Floris Alkemade, der Reichsbauminister der Niederlande, ist auch bei der Konferenz der Wasser-Denker. Er möchte das Hafenareal in ein riesiges Experimentallabor für Architektur in Zeiten des Klimawandels verwandeln. Alkemade bezweifelt, ob Rotterdam weiterhin auf spektakuläre Architektur setzen sollte. Er kritisiert, dass die Stadtverwaltung mit einem Mega-Projekt liebäugelt, mit dem sie bis zur Rotterdamer Expo 2025 Aufsehen erregen will. Die Rede ist vom "Dutch Windwheel" am Maasufer. Vom hiesigen Team Doepel Strijkers. Sie wollen die touristische Ikone Rotterdams schaffen. Und ein Monument der Nachhaltigkeit. Der Südafrikaner Duzan Doepel erklärt:
"Wir haben eine doppelte Ringstruktur für alle Komponenten entworfen. Der innere Ring ist als Touristen-Attraktion gedacht, der äußere Ring für Hotels, Wohnungen und Geschäften. Energie erhält das Gebäude aus Wind und Sonne.
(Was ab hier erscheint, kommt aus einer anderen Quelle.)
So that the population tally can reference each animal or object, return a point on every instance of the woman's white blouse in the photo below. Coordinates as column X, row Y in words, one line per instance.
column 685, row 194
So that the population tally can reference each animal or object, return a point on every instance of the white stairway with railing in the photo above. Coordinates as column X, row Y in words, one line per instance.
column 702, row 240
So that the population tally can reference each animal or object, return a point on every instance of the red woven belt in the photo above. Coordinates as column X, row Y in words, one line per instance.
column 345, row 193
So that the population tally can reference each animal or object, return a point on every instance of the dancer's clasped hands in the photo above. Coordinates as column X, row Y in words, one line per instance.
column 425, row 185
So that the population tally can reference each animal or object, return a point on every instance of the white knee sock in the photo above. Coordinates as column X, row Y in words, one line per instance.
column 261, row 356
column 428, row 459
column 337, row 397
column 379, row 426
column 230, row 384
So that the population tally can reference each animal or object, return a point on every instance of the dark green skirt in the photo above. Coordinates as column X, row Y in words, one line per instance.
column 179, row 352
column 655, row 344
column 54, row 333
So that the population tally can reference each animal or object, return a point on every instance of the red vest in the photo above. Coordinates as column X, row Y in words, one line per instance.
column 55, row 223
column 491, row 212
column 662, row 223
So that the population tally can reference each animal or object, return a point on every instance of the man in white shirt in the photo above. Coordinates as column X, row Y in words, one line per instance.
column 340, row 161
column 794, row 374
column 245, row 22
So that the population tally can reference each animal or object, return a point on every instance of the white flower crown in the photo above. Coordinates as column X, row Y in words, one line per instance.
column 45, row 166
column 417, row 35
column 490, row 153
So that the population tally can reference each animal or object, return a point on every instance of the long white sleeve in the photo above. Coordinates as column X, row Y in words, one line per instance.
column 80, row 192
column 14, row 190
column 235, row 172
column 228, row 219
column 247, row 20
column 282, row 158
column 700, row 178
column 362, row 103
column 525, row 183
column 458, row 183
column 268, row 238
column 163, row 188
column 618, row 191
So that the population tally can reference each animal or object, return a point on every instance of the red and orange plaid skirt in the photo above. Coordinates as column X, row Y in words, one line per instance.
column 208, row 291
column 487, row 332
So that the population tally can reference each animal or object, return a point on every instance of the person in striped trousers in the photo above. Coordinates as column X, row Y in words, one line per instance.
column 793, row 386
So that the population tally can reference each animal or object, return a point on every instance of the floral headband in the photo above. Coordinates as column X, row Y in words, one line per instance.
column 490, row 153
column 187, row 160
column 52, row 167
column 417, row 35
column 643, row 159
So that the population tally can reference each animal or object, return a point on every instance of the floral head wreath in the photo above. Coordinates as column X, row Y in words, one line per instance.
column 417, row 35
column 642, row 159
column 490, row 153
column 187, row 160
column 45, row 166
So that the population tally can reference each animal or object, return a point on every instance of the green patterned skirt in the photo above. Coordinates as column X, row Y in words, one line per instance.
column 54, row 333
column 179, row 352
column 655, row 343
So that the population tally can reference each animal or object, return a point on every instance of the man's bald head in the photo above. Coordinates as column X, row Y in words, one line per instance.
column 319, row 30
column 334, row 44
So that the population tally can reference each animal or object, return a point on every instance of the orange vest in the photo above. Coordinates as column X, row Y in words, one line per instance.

Um Wind und Sonnenstrahlen in Energie umzuwandeln, besitzt es eine Oberfläche von 15.000 m². Der äußere Ring, der eine Fläche von 45.000 m² aufweist, erzeugt durch gespeicherte Energie Wärme, Kälte und natürliche Belüftung. Unser Ziel ist ein Plusenergiehaus, dessen Energieproduktion dreimal höher ist als der –Verbrauch. Damit versorgen wir die gesamte Nachbarschaft mit Energie."
"Dutch Windwheel" erzeugt zwar viel medialen Wirbel. Doch bis zur Fertigstellung fließt noch viel Wasser die Maas hinab, und keiner weiß, ob das Gebilde tatsächlich – wie von Duzan Doepel geplant - bis zur Rotterdamer Expo 2025 fertig gestellt sein wird.
Derweil unterstützt Floris Alkemade die kleineren und größeren Initiativen, die das Image der Rotterdamer Öko-City festigen. Er vertraut dem Rotterdamer Experimentallabor, das keineswegs nur auf technische Machbarkeit setzt:
"Das ist die gute Sache. Wir erzielen mehr Nachhaltigkeit, weil wir nichts zerstören. Wenn wir verschiedene Lösungen zusammenführen, erzeugen wir mehr Nachhaltigkeit. Ich bin optimistisch, wenn es geniale Leute gibt, die immer wieder Prinzipien überdenken. Davon zeugen in besonderem Maße 'Floating Farms' und 'Recycled Park'. Das ist nicht einfach eine Frage von Technik, sondern der Kultur. Wir haben viel zu lange Wasser als etwas Selbstverständliches angesehen, mit dem man nach Belieben umgehen kann. Ich setze auf einen kulturellen Wandel, durch den wir Wasser wieder wertzuschätzen lernen."